Avec ses défis structurels mais un immense potentiel de croissance, le continent africain attire de plus en plus les géants chinois de l’automobile comme BYD, Chery ou Great Wall Motor. Leur ambition est de transformer l’Afrique en marché stratégique et en base de production alternative face aux vents contraires venus d’Europe et des États-Unis.

Face à la fermeture de l’Europe et des États-Unis, l’Afrique comme plan B stratégique
Confrontés à une montée en flèche des droits de douane en Occident 100 % aux États-Unis et jusqu’à 38 % en Europe , les constructeurs chinois tels que BYD, Chery Auto ou Great Wall Motor accélèrent leur déploiement sur le continent africain.

L’Afrique du Sud, marché automobile le plus développé d’Afrique, joue le rôle de tête de pont. Plusieurs marques chinoises y testent leur compétitivité en s’appuyant sur un double avantage des prix attractifs et des technologies à la pointe, notamment en matière de motorisation hybride.
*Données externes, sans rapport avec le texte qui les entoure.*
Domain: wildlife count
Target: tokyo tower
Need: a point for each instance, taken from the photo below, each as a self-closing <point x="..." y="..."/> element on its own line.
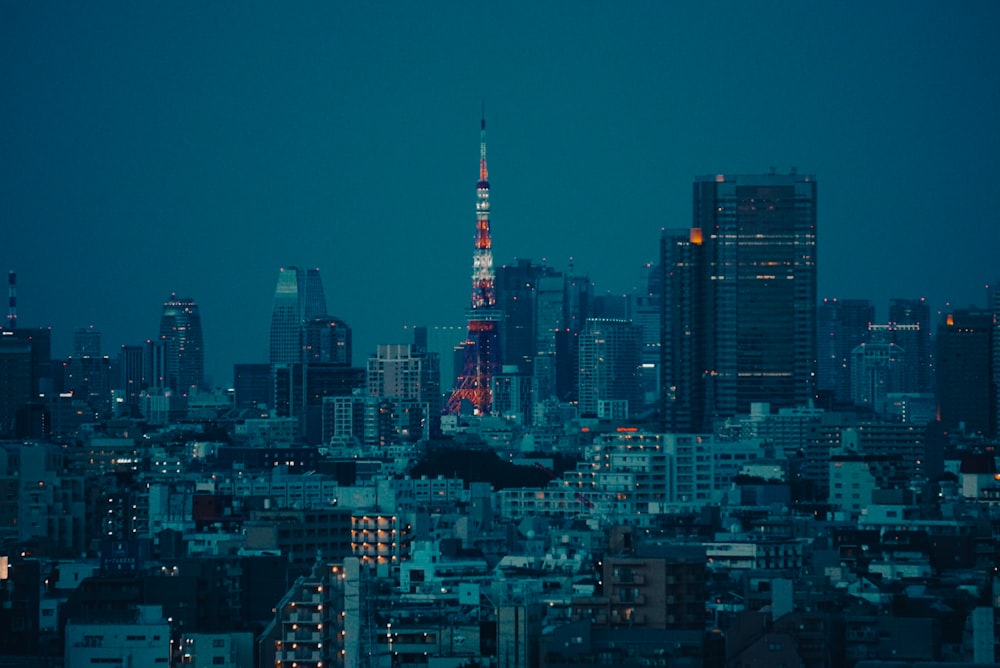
<point x="482" y="345"/>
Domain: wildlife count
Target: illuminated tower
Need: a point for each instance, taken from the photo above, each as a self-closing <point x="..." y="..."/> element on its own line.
<point x="298" y="298"/>
<point x="180" y="331"/>
<point x="482" y="345"/>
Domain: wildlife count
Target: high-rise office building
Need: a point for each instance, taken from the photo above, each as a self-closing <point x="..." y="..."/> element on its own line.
<point x="646" y="314"/>
<point x="842" y="326"/>
<point x="298" y="298"/>
<point x="516" y="294"/>
<point x="131" y="379"/>
<point x="86" y="342"/>
<point x="184" y="354"/>
<point x="745" y="297"/>
<point x="15" y="379"/>
<point x="911" y="319"/>
<point x="326" y="340"/>
<point x="966" y="392"/>
<point x="404" y="372"/>
<point x="609" y="368"/>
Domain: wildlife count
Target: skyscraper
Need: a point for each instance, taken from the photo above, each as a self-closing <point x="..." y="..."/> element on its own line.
<point x="747" y="299"/>
<point x="966" y="392"/>
<point x="609" y="367"/>
<point x="482" y="345"/>
<point x="184" y="355"/>
<point x="326" y="340"/>
<point x="298" y="298"/>
<point x="86" y="342"/>
<point x="912" y="321"/>
<point x="842" y="327"/>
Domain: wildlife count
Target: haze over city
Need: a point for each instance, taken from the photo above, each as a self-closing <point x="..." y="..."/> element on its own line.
<point x="191" y="149"/>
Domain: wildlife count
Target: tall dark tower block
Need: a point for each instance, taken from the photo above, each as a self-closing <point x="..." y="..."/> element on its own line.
<point x="482" y="345"/>
<point x="298" y="298"/>
<point x="966" y="393"/>
<point x="682" y="363"/>
<point x="911" y="319"/>
<point x="748" y="292"/>
<point x="842" y="326"/>
<point x="184" y="354"/>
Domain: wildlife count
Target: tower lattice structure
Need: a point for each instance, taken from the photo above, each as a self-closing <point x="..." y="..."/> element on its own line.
<point x="482" y="345"/>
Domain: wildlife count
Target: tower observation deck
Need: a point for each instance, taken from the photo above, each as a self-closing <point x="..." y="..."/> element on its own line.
<point x="473" y="386"/>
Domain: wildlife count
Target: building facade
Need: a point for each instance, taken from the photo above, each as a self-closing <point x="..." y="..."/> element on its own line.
<point x="740" y="294"/>
<point x="184" y="348"/>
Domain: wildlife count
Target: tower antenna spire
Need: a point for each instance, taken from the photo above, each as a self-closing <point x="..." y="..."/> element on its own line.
<point x="482" y="349"/>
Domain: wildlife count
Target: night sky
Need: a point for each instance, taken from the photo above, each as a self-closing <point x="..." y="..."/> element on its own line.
<point x="149" y="148"/>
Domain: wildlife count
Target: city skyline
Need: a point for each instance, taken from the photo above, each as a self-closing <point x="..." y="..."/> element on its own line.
<point x="151" y="151"/>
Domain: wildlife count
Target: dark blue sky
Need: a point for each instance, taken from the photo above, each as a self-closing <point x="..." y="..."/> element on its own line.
<point x="150" y="148"/>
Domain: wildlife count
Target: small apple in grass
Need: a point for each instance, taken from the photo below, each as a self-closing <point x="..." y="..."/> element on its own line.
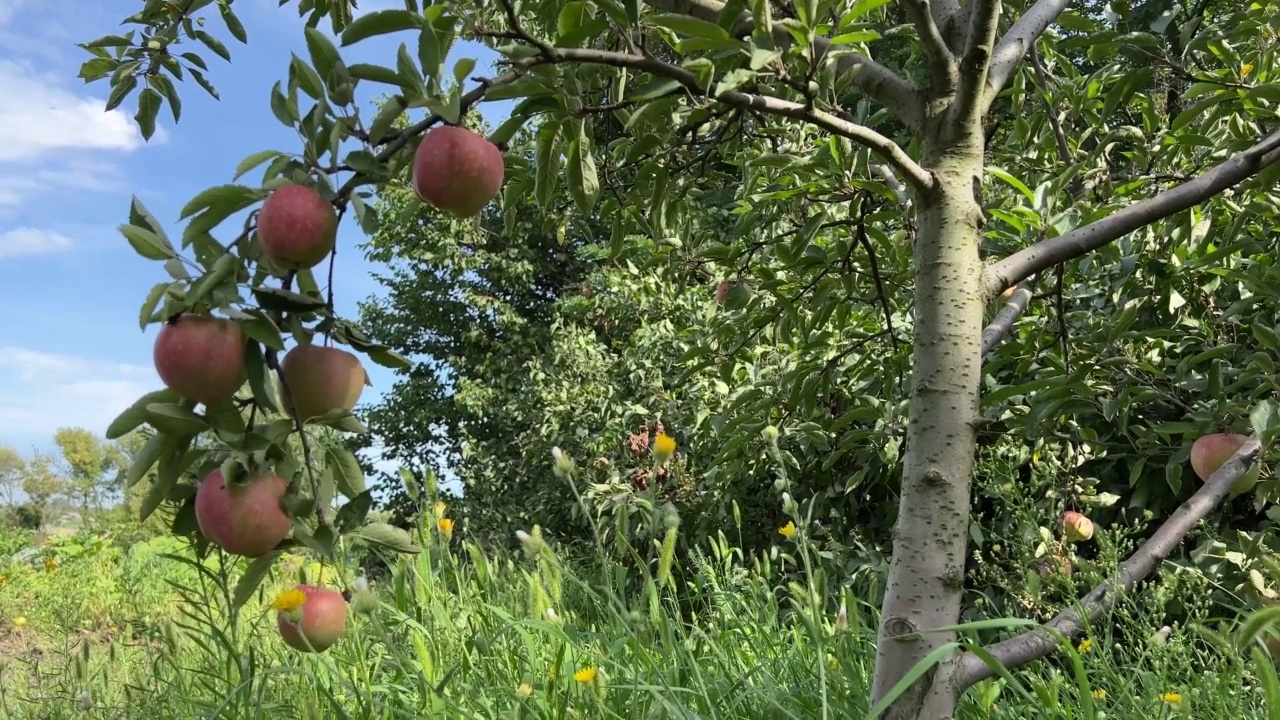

L’hybride rechargeable comme cheval de Troie
Alors que l’adoption des véhicules électriques à batterie reste freinée par l’insuffisance des infrastructures et l’instabilité énergétique les constructeurs misent sur les modèles hybrides rechargeables. « Les véhicules 100 % électriques n’ont pas encore pris en Afrique, mais l’hybride est une passerelle réaliste » résume Hans Greyling, directeur général d’Omoda & Jaecoo.

Résultat, les ventes de véhicules dits « à énergie nouvelle » ont doublé en un an en Afrique du Sud. Chery prévoit ainsi le lancement de huit modèles hybrides dans les prochains mois tandis que BYD étend déjà son offre et son réseau de distribution vers l’Afrique de l’Est et de l’Ouest.

Produire localement pour conquérir le continent
Au-delà de la distribution, l’objectif est clair produire localement. Des projets d’assemblage semi-industriel (semi-knocked-down) sont à l’étude pour bénéficier des incitations gouvernementales sud-africaines et réduire les coûts. Chery, deuxième acteur chinois sur le marché sud-africain envisage même une usine d’assemblage pour approvisionner toute la région et à terme exporter vers l’Europe.

Si les défis sont encore nombreux scepticisme des consommateurs, infrastructures défaillantes , les constructeurs chinois entendent jouer la carte de la résilience misant sur l’explosion future de la demande et l’avantage prix pour se positionner comme leaders du marché automobile africain de demain.